In the absence of an external magnetic field, you can change the sign of every spin and the total energy stays the same (as you can see by looking at the Ising model Hamiltonian), as tejas777 said. Flipping the sign of every spin flips the sign of the magnetization, so if the energy doesn't change, then changing the sign of M cannot matter, so the free energy must only depend on even powers of M.


Coefficients can be expanded about [tex]T=T_c[/tex]

[tex]L_j(T)=\sum^{\infty}_{k=0}l_{jk}(T-T_c)^k=l_{j0}+l_{j1}(T-T_c)+...[/tex]

How I could know[\b] that coefficients are analytic functions of [tex]T[/tex].

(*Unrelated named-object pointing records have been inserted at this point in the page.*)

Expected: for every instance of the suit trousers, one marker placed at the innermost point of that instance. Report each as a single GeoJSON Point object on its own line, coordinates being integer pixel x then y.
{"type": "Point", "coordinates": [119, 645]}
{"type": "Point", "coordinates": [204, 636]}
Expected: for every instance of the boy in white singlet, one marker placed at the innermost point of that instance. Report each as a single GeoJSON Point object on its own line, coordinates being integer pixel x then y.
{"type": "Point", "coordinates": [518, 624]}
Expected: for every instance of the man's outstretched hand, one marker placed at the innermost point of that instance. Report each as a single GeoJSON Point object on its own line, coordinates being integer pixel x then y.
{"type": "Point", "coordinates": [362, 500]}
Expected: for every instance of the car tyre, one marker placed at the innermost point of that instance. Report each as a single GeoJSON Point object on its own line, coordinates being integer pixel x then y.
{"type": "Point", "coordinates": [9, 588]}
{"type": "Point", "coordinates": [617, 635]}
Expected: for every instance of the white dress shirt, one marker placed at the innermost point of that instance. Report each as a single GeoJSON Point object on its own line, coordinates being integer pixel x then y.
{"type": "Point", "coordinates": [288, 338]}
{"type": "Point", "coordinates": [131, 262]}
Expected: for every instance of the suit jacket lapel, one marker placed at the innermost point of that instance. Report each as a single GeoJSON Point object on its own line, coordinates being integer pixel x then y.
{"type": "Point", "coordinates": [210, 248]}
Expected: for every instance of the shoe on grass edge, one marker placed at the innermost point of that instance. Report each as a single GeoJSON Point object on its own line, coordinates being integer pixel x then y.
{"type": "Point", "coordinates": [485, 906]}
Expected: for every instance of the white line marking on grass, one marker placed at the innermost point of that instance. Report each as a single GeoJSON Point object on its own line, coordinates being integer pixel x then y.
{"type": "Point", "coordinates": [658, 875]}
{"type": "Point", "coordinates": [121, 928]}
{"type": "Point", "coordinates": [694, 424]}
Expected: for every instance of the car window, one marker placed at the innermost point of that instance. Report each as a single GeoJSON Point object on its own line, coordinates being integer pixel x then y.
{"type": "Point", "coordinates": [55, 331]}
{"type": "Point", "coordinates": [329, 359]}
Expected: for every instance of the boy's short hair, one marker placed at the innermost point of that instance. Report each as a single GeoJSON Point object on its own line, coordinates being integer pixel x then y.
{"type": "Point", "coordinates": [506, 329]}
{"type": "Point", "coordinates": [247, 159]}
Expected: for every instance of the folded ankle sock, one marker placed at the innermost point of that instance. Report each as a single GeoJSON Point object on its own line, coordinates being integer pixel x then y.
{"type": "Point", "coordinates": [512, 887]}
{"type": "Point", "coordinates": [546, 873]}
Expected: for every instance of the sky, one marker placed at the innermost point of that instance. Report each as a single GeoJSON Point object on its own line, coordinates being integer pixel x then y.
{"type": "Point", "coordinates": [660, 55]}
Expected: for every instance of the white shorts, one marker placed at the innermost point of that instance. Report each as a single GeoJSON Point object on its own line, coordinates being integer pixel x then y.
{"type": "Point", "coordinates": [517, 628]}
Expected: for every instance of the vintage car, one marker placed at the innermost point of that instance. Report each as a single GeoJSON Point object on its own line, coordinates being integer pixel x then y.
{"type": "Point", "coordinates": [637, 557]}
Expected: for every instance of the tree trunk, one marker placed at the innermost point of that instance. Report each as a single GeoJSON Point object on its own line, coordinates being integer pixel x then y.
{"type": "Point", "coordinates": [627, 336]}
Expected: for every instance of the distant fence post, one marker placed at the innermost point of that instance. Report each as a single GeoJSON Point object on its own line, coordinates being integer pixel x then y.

As far as Landau theory is concerned, t's an assumption, the same with how you assume that the free energy is analytic in M and can be expanded in integer powers of M (otherwise terms like |M| could be present, which are not even powers but still obey the symmetry that the free energy doesn't change if you take M -> -M).

You'll find out eventually that it's actually a bad assumption.
 
  • #4
I think that this is very hard problem, and not precise theory.

Helmholtz potential is convex function of magnetisation.

[tex]A(T,M)=\sum^{\infty}_{j=0}L_j(T)M^j[/tex]

that must put some demands on coefficients in series, and if I say

[tex]L_j(T)=l_{j0}+l_{j1}(T-T_c)+...[/tex]

I have a problem with different behavior below [tex]T_c[/tex] and for [tex]T>T_c[/tex].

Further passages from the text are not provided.